According to press reports, most Bay Area cities are at 100% of average annual rainfall for the rain year that starts measuring on October 1 and doesn’t end until for a couple more months as well as for the calendar year.  It’s good to not be in a drought.

Of course, it’s difficult not to juxtapose all the water falling form the sky with the previous two smoke-filled Autumns. Nature is a study of contrast, chaos and balance.


Showing the scale of my rain gauge.


The inner tube captures an inch of measured rain; then the water in the outter tube is poured into the inner to determine the amount.

There was quite a bit of news leading up to the rain, much of it catastrophizing the potential impact. Overall, even though it was a relatively strong storm, it was not out of range for out typical seasonal rain events.  As I mentioned, my rain gauge here showed about 7 inches over a few days; I’ve included a chart of rainfall totals provided by the National Weather Service Bay Area office.  (Which, of course, I can do because they aren’t in shutdown mode; though they kept activities in motion during the last one, there were detrimental effects and limitations in the robustness of their data.)  A nearby weather station measured just over 8.25 inches over the past 7 days.

While I really, truly understand the need to warn people in advance about potential hazards and urge caution (some people need a lot of warning to be cautious), I’m concerned that the tone of much of the coverage has gotten more catastrophic and hyperbolic, inducing and stocking fear about the weather and natural occurrences.  I’m troubled that this invokes anxiety and unnerves some people about nature.
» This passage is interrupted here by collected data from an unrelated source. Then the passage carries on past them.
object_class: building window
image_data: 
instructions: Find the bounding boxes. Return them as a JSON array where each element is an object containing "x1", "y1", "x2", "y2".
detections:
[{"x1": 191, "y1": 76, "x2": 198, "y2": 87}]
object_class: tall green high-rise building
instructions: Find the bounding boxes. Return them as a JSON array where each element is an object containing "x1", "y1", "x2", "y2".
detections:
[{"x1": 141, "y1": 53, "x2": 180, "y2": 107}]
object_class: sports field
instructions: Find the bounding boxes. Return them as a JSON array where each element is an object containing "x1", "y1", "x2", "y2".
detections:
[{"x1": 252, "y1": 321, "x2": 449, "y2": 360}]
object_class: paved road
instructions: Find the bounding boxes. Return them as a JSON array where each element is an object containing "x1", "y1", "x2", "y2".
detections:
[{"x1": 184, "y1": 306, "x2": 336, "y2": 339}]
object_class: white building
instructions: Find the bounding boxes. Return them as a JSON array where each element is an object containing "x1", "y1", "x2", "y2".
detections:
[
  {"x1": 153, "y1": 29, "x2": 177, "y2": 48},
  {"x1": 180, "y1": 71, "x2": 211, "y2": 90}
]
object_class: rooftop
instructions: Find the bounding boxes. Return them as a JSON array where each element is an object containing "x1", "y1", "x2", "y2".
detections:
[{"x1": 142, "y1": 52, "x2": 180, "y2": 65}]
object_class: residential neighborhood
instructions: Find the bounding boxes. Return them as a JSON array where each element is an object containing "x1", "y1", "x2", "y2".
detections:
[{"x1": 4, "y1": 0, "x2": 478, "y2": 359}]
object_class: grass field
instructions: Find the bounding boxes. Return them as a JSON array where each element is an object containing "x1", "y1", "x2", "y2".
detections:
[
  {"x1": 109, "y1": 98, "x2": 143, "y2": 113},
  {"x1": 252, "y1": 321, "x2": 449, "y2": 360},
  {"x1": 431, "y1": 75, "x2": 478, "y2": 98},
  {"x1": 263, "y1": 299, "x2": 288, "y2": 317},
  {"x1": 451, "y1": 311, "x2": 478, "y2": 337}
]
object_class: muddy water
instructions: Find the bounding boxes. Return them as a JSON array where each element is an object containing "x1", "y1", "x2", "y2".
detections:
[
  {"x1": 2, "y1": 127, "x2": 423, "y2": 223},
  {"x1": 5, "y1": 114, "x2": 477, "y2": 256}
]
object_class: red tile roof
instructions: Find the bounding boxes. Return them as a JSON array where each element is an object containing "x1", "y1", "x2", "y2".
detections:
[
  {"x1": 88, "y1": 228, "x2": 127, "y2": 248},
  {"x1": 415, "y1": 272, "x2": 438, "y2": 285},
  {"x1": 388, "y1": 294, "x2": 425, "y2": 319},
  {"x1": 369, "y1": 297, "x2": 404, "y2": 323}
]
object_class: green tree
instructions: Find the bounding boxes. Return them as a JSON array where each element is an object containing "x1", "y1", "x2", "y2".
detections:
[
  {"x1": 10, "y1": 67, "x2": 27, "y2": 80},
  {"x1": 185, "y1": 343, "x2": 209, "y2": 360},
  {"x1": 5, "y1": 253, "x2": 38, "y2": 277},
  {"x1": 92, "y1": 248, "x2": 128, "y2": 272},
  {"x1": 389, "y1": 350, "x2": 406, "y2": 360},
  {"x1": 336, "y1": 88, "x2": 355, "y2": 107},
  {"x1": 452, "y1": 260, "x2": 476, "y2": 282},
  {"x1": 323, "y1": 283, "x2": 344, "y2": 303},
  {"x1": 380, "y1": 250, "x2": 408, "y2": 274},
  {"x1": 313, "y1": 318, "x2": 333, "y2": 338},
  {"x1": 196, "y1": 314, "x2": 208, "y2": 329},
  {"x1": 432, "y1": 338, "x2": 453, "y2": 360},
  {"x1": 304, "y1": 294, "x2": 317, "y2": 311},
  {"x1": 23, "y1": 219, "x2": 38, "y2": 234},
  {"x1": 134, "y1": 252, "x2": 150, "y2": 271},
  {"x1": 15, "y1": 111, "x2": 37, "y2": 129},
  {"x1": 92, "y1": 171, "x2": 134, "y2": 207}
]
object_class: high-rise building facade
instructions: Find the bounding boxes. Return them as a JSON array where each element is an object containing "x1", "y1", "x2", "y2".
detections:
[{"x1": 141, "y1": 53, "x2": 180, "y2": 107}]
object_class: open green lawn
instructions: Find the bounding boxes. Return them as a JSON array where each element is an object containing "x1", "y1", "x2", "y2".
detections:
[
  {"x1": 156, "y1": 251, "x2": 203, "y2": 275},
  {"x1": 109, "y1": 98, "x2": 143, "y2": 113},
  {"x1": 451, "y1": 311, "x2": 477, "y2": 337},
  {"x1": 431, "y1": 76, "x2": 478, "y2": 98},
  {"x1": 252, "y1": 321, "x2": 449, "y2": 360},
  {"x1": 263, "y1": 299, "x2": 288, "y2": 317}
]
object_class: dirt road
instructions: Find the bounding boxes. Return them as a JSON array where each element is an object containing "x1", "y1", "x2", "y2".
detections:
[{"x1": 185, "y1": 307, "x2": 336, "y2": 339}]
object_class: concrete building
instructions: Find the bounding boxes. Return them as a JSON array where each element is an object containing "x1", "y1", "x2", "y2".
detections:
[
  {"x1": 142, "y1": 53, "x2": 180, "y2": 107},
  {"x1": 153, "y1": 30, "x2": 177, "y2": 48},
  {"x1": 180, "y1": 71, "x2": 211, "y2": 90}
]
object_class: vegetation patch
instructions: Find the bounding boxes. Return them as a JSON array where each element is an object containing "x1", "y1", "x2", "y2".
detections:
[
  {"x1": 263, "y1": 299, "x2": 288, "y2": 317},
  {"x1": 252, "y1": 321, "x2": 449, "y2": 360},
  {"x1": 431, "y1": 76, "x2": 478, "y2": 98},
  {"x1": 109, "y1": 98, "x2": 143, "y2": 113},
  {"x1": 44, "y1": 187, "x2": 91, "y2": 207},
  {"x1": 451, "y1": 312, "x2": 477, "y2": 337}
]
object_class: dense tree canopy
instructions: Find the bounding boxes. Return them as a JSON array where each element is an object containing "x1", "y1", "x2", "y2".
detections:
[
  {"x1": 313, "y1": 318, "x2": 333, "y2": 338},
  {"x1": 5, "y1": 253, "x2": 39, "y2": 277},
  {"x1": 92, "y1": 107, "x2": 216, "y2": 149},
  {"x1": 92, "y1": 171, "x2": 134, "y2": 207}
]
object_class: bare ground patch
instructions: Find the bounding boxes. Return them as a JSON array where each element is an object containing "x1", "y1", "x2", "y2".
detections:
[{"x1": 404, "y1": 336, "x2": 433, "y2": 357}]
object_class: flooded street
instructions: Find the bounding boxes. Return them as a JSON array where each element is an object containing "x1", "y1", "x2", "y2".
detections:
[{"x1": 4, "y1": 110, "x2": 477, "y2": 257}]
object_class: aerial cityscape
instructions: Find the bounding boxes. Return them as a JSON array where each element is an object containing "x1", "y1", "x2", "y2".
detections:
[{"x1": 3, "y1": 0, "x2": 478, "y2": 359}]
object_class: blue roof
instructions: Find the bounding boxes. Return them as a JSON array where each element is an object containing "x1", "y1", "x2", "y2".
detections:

With all the evidence pointing to a disconnect from nature, and the unfavorable impacts on health and well-being, I think we need to realign how we communicate about natural phenomena—and in this case I mean the media, and, to some extent, people at the National Weather Service providing information and interviews TO the media.


AND, just to really address a current peeve of mine: We have always had “atmospheric river” phenomena influencing weather on the west coast—always—it’s not a new thing. The atmosphere drives weather to us, and sometimes, periodically during the rainy season, conditions align to drive a great deal of warm, moist air to us.  In fact, our ability to maintain water supplies is linked to having several large storms each season. My perspective is that media reporting jumped on the phrasing a few years ago and has used it relentlessly and to sensationalize—clickbait mentality wins again!

So, always be safe, but don’t get over-wrought about headlines or stories in the regular media concerning the day-to-day weather—context is everything.